Les changements structurels dans les économies après la Covid

Pendant la crise de la Covid, on imaginait qu’après la crise, il y aurait un partage des revenus plus favorable aux salariés, avec une réforme du capitalisme, un recul de la globalisation, avec la relocalisation dans les pays de l’OCDE de productions stratégiques ; mais rien de cela ne s’est produit.
 
Pourtant, des ruptures structurelles moins attendues sont apparues. D’abord, la structure de la demande s’est violemment déformée des services vers les biens (avec le télétravail, la numérisation des entreprises, la rénovation des logements), ce qui explique la forte hausse des prix de l’énergie, du transport maritime, des semi-conducteurs.
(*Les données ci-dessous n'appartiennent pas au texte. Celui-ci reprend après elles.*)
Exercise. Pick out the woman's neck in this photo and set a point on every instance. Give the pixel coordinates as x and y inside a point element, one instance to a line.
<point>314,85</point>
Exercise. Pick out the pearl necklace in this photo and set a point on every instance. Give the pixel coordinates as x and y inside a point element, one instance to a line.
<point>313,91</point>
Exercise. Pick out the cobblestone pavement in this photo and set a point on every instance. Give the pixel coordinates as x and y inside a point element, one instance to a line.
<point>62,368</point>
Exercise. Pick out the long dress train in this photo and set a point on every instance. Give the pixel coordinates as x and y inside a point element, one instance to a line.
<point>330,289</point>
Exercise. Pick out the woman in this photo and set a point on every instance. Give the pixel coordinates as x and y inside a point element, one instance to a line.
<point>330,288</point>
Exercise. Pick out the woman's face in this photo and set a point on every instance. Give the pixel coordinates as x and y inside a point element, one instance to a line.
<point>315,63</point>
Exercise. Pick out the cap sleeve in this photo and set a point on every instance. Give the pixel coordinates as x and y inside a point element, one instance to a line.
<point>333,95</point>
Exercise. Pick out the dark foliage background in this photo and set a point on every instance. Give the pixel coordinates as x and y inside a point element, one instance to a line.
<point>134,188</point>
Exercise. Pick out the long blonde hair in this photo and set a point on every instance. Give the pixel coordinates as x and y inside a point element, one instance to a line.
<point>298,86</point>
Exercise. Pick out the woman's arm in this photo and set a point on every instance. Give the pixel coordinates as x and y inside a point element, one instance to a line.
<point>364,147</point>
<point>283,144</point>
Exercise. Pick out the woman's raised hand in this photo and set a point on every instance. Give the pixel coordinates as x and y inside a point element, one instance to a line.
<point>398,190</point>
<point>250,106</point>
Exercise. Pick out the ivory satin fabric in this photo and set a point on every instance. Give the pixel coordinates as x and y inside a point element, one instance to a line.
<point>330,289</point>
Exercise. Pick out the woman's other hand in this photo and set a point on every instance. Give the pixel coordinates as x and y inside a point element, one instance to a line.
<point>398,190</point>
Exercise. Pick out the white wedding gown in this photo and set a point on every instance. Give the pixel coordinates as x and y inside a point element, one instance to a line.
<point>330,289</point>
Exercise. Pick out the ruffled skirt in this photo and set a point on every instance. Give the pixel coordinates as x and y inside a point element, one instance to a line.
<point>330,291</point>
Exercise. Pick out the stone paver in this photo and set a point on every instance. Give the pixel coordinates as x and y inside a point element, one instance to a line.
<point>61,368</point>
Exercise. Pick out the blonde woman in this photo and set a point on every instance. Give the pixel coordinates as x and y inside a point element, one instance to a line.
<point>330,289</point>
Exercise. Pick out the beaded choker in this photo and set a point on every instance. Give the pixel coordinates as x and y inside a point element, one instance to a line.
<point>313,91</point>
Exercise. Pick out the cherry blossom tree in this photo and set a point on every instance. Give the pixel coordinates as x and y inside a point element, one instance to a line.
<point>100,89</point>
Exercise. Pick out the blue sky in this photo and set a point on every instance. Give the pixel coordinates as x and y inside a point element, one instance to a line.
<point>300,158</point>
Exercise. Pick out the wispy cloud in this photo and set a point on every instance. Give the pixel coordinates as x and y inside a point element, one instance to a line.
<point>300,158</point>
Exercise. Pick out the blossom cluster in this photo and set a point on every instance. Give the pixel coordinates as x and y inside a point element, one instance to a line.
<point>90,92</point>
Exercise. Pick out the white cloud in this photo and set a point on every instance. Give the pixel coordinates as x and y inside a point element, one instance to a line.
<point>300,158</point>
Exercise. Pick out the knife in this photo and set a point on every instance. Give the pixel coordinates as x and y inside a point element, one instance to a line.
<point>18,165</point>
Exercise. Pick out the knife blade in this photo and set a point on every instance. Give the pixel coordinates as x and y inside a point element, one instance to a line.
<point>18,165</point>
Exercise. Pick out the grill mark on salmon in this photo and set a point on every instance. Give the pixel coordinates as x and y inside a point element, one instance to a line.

Ensuite, les attitudes des salariés sur le marché du travail ont beaucoup changé : aux États-Unis, beaucoup ont choisi d’arrêter de travailler ; en Europe, beaucoup veulent changer de métier, de secteur d’activité.
 
On a aussi vu une accélération de la transition énergétique, et bien sûr un rôle très différent des États et des Banques Centrales : les États veulent soutenir la modernisation des économies, les relocalisations, le secteur de la santé, la transition énergétique, l’éducation et la formation..., et pour cela ils ont besoin de politiques monétaires expansionnistes.